When he was born, in the forbidding sky
Appeared and dissolved a bloody comet.
Deep in his soul is pain of the unfair,
Deep in his soul are sorrows with no names;
And for all gardens of sweet Virgin Mary
His precious memories he won't exchange.
He's angry but blasphemous he is not.
The colour of his silky skin is tender.
He smiles so nice and he would laugh a lot,
But crying... crying's lost to him for ever.

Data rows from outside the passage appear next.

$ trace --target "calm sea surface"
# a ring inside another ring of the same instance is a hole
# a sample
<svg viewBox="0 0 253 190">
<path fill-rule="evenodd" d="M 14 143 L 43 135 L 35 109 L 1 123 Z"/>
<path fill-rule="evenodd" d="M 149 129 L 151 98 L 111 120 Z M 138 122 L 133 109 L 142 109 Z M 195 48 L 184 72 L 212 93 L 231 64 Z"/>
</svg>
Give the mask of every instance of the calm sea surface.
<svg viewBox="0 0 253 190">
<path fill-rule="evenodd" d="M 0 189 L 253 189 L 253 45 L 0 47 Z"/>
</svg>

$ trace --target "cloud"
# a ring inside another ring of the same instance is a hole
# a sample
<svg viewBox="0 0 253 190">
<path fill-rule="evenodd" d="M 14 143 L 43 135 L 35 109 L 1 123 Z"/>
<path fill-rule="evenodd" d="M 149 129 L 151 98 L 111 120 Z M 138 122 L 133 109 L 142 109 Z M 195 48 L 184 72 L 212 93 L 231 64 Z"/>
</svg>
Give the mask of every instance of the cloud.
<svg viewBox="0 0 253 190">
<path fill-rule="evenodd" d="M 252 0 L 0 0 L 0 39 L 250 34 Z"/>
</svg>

Картина в Лувре работы неизвестного
Его глаза — подземные озера,
Покинутые царские чертоги.
Отмечен знаком высшего позора,
Он никогда не говорит о Боге.
Его уста — пурпуровая рана
От лезвия, пропитанного ядом.
Печальные, сомкнувшиеся рано,
Они зовут к непознанным усладам.
И руки — бледный мрамор полнолуний,
В них ужасы неснятого проклятья,
Они ласкали девушек-колдуний
И ведали кровавые распятья.
Ему в веках достался странный жребий —
Служить мечтой убийцы и поэта,
Быть может, как родился он — на небе
Кровавая растаяла комета.
В его душе столетние обиды,
В его душе печали без названья.
На все сады Мадонны и Киприды
Не променяет он воспоминанья.
Он злобен, но не злобой святотатца,
И нежен цвет его атласной кожи.
Он может улыбаться и смеяться,
Но плакать… плакать больше он не может.